Cem Yılmaz, Ozan Güven, Cem Davran, Cemre Ebuzziya, Uraz Kaygılaroğlu gibi isimlerin yer aldığı 2 Arada ise arabalı vapurda çaycı olarak görev yapan Ayzek’in seyirciyi farklı hayatlara ve farklı mekanlara taşıyacağı maceraları anlatılıyor.

Karışma Bende

Karışma Bende, sosyal medya fenomeni olmayı kafaya koyan Sefa’nın bir kız uğruna gittiği İzmir’de başına gelen trajikomik olayları konu alıyor.

Adana’dan ev arkadaşları olan Mami ve Fatih’in de Sefa’yı yalnız bırakmadıkları sürprizlerle dolu macerada başlarına gelen trajikomik olayların üstesinden gelmeye çalışan üç kafadar karşılaştıkları facialardan kurtulmanın yollarını arayacaktır.

Malefiz: Kötülüğün Gücü

Angelina Jolie’nin başrolünde yer aldığı Maleficent: Mistress of Evil, Malefiz ve Aurora’nın arasındaki karmaşık ilişkiyi ve Moors topraklarına gelen yeni tehditlerle karşılaşmalarını konu ediniyor.

Yıllar Maleficent ve Aurora’ya iyi davranmıştır. İlişkileri kalp kırıklıklarından, intikam öyküsüne ve sonunda sevgiye dönüşür.

Ancak hala insanlar ve periler arasındaki nefret ilişkisi sürüyordur. Aurora’nın Prens Phillip ile gerçekleşecek olan evliliği, iki bölgenin birliğini sağlayacağı için Ulstead ve Moors Krallığı’nda kutlanacaktır.

Beklenmedik bir karşılaşma ise yeni ittifakları doğuracaktır. Büyük Savaş içerisinde Maleficent ve Aurora ise ayrı düşeceklerdir.

Böylece sadakatleri test edilecek ve gerçek bir aile olup olmadıklarını sorgulayacaklardır.

Oray

Mehmet Akif Büyükatalay’ın Berlin Film Festivali’nde En İyi İlk Film ödülüne layık görülen filmi Oray, Almanya’da İslam'a bağlı bir hayat süren Oray’ın, karısı Burcu ile aralarında geçen bir tartışma anında İslami kaidelere göre boşanma anlamına gelen talak hakkını kullanmasıyla gelişen olayları konu ediniyor.

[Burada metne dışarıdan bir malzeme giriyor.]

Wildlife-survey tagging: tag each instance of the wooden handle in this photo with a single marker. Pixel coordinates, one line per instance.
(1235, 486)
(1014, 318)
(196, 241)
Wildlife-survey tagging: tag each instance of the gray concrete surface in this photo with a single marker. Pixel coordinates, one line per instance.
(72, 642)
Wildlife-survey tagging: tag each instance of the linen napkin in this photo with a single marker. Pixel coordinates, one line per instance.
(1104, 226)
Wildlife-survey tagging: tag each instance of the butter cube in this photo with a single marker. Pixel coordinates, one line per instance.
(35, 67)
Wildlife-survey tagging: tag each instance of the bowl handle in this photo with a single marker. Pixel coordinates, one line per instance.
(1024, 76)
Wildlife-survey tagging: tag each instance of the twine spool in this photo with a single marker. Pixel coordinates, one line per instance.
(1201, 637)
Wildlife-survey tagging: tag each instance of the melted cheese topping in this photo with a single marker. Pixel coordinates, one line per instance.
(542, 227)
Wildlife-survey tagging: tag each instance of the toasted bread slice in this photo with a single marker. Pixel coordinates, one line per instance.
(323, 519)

Almanya’da gurbetçi bir ailenin oğlu olan Oray, ilk gençlik yıllarında suça bulaşmış, hapis yatmıştır. Eşi Burcu’yla mutluluğu yakaladığı yeni hayatında eski alışkanlıklarından uzak durmaya çalışır.

Bir yandan da Almanya’daki İslamcı akımlara kapılır.

Eşiyle tartıştığı bir gün İslam’a göre boşanma anlamına gelen “boş ol” sözlerini söyler. Danıştığı imama göre üç ay eşinden uzak kalması gerekmektedir.

Köln’e gidip üç ayın geçmesini bekler, fakat Köln’de danıştığı başka bir imam tamamen ayrılmaları gerektiğini öne sürer.

Yönetmen, Oray ile “Almanya’da, Batılı, demokratik, seküler bir ülkede Müslüman olmak, din yoluyla kendini ifade etmek istemek ne demek?” sorusuna yanıt aradığını söylüyor.

Vahşet Oteli

Michael Melski’nin yönettiği The Child Remains, bebek beklemekte olan bir ailenin hafta sonu tatili için gittikleri otelin karanlık gizemini keşfetmeleriyle başından geçenleri anlatıyor.

Bebek bekleyen bir çift hafta sonu tatili için doğa içerisinde sakin bir otele giderler.

Ancak bir süre sonra otelin aslında istenmeyen bebeklerin ve annelerin öldürüldüğü lanetli bir doğumhane olduğunu keşfederler ve bu tatil bir ölüm kalım savaşına döner.